Mr President, May We Introduce You to Mrs Harriet Tubman

The decision is made and the news is out:
We are going to leave Alexander Hamilton on the United States ten-dollar ($10) bill, messing only with the back (reverse) of it and changing the face (obverse) of the twenty-dollar bill instead.  How many of you even knew that Alexander Hamilton has been on the $10 paper American currency? Yes, since 1928.  But enough about this one of only three non-Presidents to be on a publicly circulating United States paper currency, made popular by the hit hip-hop musical Hamilton.  Did you know Andrew Jackson was on the $10 bill at one point in time?  His portrait was put on it in 1914.  When it was replaced by Hamilton in 1928, it was moved to the $20 bill (ousting Grover Cleveland's viz).

And now, the poor guy is going to be ousted by Harriet Tubman, being relegated to the reverse side (well, at least he's still on a bill -- whatever happened to Mr Cleveland, the only president with two non-consecutive terms?).

Many are happy that Jackson is being ousted, because he was a slaveholder and a racist because of his role in enforcement of the Indian Removal Act of 1830 and non-enforcement of the Supreme Court ruling in Worcester v Georgia in favor of the Cherokees' claim in Georgia.  The practically forced removal of the Cherokees from their ancestral lands became known as the Trail of Tears. Some people have even called the forced marches in which hundreds of thousands of people of different tribes died as ethnic cleansing. One has to believe that the President was operating between a rock and a hard spot from a weak position as the leader of a very new nation facing those strong states'-rights-Second-Amendment militia. Also, Martin Van Buren was in office before the really bad incidences in 1838 occurred.
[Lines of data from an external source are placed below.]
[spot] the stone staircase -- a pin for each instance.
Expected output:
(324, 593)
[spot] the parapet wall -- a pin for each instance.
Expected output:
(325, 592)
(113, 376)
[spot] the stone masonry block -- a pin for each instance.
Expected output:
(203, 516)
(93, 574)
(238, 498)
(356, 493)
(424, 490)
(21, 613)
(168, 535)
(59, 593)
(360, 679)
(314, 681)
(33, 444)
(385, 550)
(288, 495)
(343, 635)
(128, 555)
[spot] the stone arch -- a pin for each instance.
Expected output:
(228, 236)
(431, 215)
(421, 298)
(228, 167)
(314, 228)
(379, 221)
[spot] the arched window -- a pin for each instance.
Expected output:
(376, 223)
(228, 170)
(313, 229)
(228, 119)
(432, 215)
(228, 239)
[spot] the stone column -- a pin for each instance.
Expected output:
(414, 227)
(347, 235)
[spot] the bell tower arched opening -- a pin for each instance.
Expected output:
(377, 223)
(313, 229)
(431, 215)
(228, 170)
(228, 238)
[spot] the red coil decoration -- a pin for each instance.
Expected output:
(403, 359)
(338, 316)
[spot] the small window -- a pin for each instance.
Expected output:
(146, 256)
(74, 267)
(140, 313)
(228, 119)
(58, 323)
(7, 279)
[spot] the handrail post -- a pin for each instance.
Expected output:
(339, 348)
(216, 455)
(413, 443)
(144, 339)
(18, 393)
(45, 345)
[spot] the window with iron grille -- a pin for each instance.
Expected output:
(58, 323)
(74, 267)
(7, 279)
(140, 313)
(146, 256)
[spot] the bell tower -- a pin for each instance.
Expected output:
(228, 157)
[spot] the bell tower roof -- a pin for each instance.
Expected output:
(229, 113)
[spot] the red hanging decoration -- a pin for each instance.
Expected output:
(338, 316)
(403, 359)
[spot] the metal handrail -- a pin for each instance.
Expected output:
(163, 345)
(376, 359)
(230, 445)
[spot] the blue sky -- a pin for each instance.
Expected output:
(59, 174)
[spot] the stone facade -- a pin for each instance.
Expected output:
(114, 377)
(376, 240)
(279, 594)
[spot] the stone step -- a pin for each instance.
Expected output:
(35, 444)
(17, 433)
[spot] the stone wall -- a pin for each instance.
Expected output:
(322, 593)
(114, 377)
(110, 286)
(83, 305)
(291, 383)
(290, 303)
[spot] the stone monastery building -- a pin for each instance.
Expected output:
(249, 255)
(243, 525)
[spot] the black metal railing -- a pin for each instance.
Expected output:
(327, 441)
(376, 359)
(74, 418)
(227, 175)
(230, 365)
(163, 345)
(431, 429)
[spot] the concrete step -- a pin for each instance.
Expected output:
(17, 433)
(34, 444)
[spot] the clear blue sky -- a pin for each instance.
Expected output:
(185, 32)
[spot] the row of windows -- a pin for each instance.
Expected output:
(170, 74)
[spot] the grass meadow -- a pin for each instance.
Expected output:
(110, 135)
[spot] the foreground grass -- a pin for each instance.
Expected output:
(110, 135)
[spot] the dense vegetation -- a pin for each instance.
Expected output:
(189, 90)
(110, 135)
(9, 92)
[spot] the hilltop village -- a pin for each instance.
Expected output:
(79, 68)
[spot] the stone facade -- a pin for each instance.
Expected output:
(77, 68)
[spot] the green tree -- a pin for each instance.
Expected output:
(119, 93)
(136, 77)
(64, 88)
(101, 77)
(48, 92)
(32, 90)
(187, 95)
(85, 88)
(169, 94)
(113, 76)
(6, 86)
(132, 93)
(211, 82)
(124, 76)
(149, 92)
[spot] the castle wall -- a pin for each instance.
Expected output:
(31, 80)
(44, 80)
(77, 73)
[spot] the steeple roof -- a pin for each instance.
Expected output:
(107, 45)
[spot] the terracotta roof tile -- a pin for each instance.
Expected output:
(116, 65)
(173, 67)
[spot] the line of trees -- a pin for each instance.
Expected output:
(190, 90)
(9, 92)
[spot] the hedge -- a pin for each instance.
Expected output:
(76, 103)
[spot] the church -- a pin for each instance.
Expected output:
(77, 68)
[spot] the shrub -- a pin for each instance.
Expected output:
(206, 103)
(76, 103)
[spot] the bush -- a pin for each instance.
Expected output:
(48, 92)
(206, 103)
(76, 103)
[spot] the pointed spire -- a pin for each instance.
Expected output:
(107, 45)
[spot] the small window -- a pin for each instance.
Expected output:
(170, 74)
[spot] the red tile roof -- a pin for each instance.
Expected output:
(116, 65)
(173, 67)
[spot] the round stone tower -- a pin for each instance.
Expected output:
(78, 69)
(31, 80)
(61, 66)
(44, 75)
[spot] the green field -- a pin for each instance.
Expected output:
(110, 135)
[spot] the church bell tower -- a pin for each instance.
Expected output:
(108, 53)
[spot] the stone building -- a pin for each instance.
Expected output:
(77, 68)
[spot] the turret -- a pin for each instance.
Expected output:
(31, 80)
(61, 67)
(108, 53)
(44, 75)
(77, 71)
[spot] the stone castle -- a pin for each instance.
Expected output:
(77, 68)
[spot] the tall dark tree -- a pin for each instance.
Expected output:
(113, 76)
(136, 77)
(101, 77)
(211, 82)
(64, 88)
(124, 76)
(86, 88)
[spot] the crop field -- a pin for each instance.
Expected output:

Mind, I am not saying that the Trail of Tears as well as many forced relocations before then were not awful and somewhat unfair if not illegal, but it is always easier to know in hindsight what should have happened.
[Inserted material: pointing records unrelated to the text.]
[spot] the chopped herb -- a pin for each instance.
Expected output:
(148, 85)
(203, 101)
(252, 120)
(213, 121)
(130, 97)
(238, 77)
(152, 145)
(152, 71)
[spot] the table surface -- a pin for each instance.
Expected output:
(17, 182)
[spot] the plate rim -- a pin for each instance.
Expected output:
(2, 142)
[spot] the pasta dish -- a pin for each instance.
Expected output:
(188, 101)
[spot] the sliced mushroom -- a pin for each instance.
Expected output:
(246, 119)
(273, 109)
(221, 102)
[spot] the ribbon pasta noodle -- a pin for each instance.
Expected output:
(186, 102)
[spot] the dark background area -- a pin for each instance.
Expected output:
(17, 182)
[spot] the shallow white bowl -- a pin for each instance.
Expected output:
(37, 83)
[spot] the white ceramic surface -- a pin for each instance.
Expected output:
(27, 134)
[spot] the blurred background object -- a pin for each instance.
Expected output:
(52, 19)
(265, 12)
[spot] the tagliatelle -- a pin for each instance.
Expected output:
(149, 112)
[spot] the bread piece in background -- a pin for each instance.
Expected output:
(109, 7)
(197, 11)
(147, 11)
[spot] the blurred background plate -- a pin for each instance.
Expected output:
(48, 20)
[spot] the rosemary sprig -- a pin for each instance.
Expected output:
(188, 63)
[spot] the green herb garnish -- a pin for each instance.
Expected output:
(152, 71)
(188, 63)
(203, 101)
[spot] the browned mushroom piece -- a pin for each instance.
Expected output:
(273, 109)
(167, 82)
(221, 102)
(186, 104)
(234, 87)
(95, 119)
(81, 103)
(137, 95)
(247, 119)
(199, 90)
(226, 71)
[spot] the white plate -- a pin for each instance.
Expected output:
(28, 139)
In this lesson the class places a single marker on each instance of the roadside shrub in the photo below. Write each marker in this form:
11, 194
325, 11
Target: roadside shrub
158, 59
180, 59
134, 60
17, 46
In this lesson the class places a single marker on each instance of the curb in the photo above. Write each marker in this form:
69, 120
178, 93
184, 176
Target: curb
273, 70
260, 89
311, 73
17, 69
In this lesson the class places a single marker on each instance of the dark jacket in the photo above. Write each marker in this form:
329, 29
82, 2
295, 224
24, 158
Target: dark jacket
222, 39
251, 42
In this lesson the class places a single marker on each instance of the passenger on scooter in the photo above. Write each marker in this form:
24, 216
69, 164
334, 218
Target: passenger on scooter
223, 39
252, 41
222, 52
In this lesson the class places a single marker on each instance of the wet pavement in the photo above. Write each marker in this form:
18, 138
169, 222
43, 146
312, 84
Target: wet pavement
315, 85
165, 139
As for being a slaveholder...  I become annoyed with people today wanting to rewrite history to condemn men who might have been jerks, but were very much like their fellow law-abiding Americans.  Slavery was legal then in many states, even northern ones and Jackson was born somewhere in the vague border between North and South Carolina!  It would have taken a very brave and very enlightened father or grandfather or extreme poverty in those times to result in someone like Jackson never to have had black slaves.

While Hamilton remains on the obverse of the $10 bill and Abraham Lincoln ("Illinois's native son ") remains on the face of $5 bill, the back will be changed to have several different women:

From left, Sojourner Truth, Lucretia Mott, Susan B. Anthony, Alice Paul and Elizabeth Cady Stanton will be featured on the back of the new $10 bill. Credit From left: Hulton Archive, via Getty Images; via Library of Congress: via Library of Congress; Hulton Archive, via Getty Images; Associated Press
Susan B Anthony starred in a bomb of a coin.  All most Americans knew at the time of its issuance was that it was a $1 coin which one might have the misfortune of receiving many in change from the post office lobby's stamp vending machine. I myself do not know much about Lucretia Mott and only learned of Alice Paul recently (thank a google doodle). Last Saturday, a number of male customers were discussing the plight of history in the United States, that even teachers did not know who Herbert Hoover or George Patton were.  Just wait when they start talking about Sojourner Truth and Elizabeth Cady Stanton.  I know I learned about them in school. Did you?